Africa-Press – Congo Kinshasa. La tension verbale entre Kinshasa et Kigali reprend de plus belle, une semaine seulement après la signature de l’accord de paix entre la RDC et le Rwanda à Washington sous médiation américaine. Dans une interview accordée samedi 5 juillet à Radio Okapi, le porte-parole du gouvernement congolais, Patrick Muyaya, est monté au créneau pour répondre à la récente sortie médiatique du président rwandais, Paul Kagame. Ce dernier a, en effet, vivement critiqué le régime de Kinshasa et nié catégoriquement toute présence militaire rwandaise sur le sol congolais, en dépit des nombreuses accusations formulées par la RDC et documentées par des rapports internationaux. Patrick Muyaya a dénoncé des « mensonges répétés » de Paul Kagame et l’a accusé de chercher à détourner l’attention de la population congolaise de la mise en œuvre de l’accord de paix signé le 27 juin. Le porte-parole du gouvernement a estimé qu’il était contradictoire pour Kigali de nier toute implication dans les violences à l’Est de la RDC tout en signant un accord visant à résoudre ce conflit. Ces échanges tendus rappellent la fragilité de l’accord conclu à Washington et la défiance persistante entre les deux pays, alors que la communauté internationale espérait une désescalade durable.
Le président rwandais, dans ses propos relayés par plusieurs médias internationaux en milieu de semaine, a mis en doute la sincérité de Kinshasa dans la mise en œuvre de l’accord signé le 27 juin sous l’égide des États-Unis à Washington. Paul Kagame a notamment rejeté les accusations congolaises sur la présence de troupes rwandaises et a pointé du doigt ce qu’il a qualifié de « contradictions » dans la politique de Félix Tshisekedi. Une position qui a aussitôt suscité la réaction des autorités congolaises.
Face à ces déclarations, Patrick Muyaya a dénoncé une stratégie visant à détourner l’attention des Congolais des véritables enjeux de l’accord. Il a affirmé sur les ondes de Radio Okapi: « Ses mensonges répétés commencent à toucher à leur fin. Comment vous pouvez constamment nier les activités illicites dans l’Est de la RDC, alors que nous avons été à table et nous avons signé l’accord (de paix RDC-Rwanda, le 27 juin à Washington sous l’égide des États-Unis d’Amérique)? On ne peut pas signer l’accord lorsqu’on n’a pas été engagé dans un conflit. »
Pour Kinshasa, la signature de cet accord de paix est la reconnaissance implicite de l’implication rwandaise dans la crise sécuritaire à l’Est de la République démocratique du Congo, marquée par des affrontements avec le M23, soutenu, selon plusieurs rapports de l’ONU, par Kigali. Muyaya insiste sur le fait que Kigali ne peut pas nier son rôle tout en s’engageant à Washington à contribuer à la résolution du conflit.

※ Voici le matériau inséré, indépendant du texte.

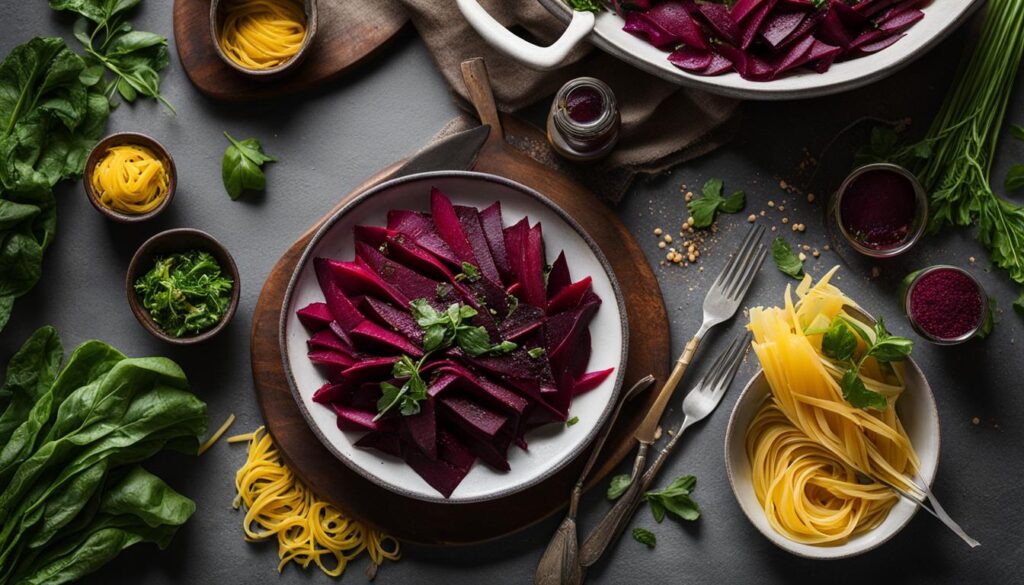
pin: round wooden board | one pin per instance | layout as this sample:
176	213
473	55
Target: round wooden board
345	37
437	524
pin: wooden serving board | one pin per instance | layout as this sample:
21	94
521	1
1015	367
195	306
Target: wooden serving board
427	523
345	37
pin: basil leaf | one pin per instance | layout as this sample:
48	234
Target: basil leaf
645	537
858	395
785	259
617	486
839	342
241	168
734	203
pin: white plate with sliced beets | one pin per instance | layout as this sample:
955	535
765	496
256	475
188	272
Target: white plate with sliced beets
454	336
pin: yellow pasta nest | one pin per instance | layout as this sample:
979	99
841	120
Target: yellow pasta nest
809	449
262	34
307	529
130	179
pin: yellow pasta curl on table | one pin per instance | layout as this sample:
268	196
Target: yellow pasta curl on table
262	34
130	179
810	449
308	530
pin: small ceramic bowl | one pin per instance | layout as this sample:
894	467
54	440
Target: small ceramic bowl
134	138
216	19
169	242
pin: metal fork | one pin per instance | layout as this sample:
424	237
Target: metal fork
720	304
696	406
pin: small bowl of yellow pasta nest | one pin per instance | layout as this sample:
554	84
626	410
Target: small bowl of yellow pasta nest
803	442
263	39
130	177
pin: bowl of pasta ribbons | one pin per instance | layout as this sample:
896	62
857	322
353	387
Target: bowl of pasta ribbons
799	454
263	39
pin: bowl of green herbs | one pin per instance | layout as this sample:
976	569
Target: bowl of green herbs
182	286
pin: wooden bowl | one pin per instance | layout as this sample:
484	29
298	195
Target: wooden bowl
216	19
169	242
133	138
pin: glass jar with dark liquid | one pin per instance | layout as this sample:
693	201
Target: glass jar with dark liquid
584	122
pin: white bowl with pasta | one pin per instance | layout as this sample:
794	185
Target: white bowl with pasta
919	415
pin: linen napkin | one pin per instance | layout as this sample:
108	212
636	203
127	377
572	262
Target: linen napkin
663	123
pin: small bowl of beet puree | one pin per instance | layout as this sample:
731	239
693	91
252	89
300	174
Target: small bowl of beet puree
945	304
881	209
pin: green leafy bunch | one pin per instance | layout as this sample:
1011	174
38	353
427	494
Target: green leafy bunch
185	293
135	57
440	331
840	344
704	209
73	494
52	111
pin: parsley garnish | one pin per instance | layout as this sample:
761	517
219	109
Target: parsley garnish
702	209
840	344
785	259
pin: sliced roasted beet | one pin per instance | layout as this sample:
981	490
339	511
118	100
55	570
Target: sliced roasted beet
491	220
387	443
590	380
469	219
446	223
720	19
422	428
371	337
420	227
780	25
751	28
354	419
338	304
441	475
569	297
356	279
395	319
559	276
689	58
743	8
314	316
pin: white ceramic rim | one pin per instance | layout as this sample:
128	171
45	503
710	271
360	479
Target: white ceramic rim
941	17
929	471
581	446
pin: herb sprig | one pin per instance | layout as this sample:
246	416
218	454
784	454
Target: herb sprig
704	209
840	344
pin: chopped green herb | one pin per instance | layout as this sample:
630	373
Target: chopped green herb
675	500
644	536
785	259
242	167
702	209
185	293
617	486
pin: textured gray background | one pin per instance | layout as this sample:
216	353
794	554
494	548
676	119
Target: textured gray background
330	140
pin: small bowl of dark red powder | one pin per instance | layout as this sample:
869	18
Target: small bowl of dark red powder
881	209
945	304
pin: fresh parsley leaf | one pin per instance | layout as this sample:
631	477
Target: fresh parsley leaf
617	486
675	500
785	259
839	342
644	536
241	169
857	394
704	208
586	5
1015	178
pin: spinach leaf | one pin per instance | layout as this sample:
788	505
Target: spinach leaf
241	168
785	259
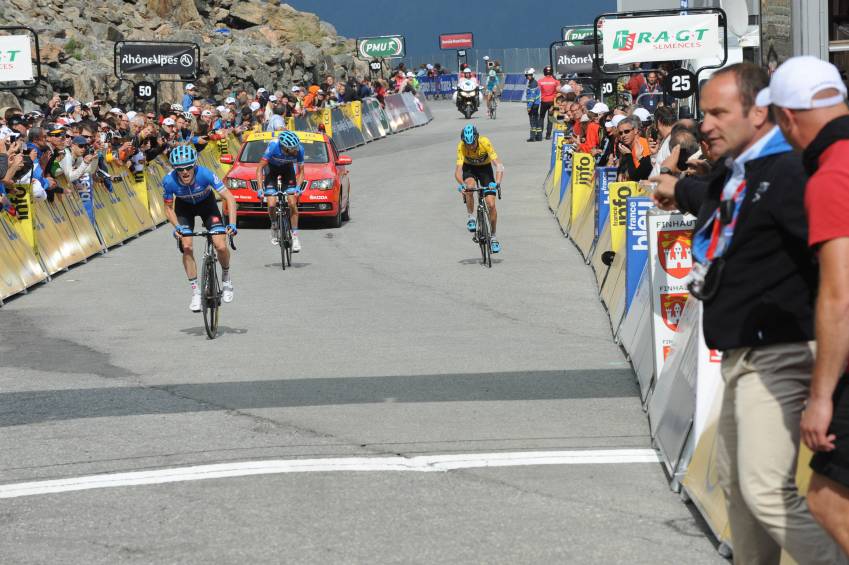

Le porte-parole du gouvernement congolais a également mis en cause la crédibilité démocratique du président rwandais. Dans un ton ferme, il a déclaré: « Le chef de l’État rwandais n’a aucune leçon de démocratie à donner, tant que son pays ne garantit pas la pluralité politique, ni la liberté médiatique et non plus le respect des droits de l’homme. »
Ces propos illustrent le climat de méfiance persistant entre les deux pays, malgré la médiation américaine et la signature de l’accord censé ouvrir la voie à un apaisement. Du côté congolais, l’opinion publique reste également sceptique quant à la bonne foi de Kigali. De nombreux acteurs politiques et organisations de la société civile dénoncent régulièrement l’agenda occulte du Rwanda dans les conflits à l’Est, où des millions de Congolais ont été déplacés par les violences.
Kinshasa assure cependant que le gouvernement reste attaché à la mise en œuvre de l’accord, tout en restant vigilant quant aux manœuvres de Kigali. « Nous avons signé pour la paix, pas pour les illusions », a conclu un conseiller proche de la présidence.
Le processus engagé à Washington prévoit notamment le retrait des forces étrangères, le désarmement des groupes armés, et le retour progressif des déplacés dans leurs villages d’origine. La communauté internationale, notamment les États-Unis et l’Union africaine, suit de près l’évolution de ce processus.
Dans ce contexte tendu, la réaction de Patrick Muyaya marque une volonté de rappeler à la communauté internationale les « réalités du terrain » et de dénoncer ce que Kinshasa considère comme une campagne de désinformation orchestrée par Kigali. Les prochaines semaines seront décisives pour tester la sincérité des engagements pris à Washington et pour voir si le Rwanda et la RDC parviendront réellement à tourner la page des hostilités.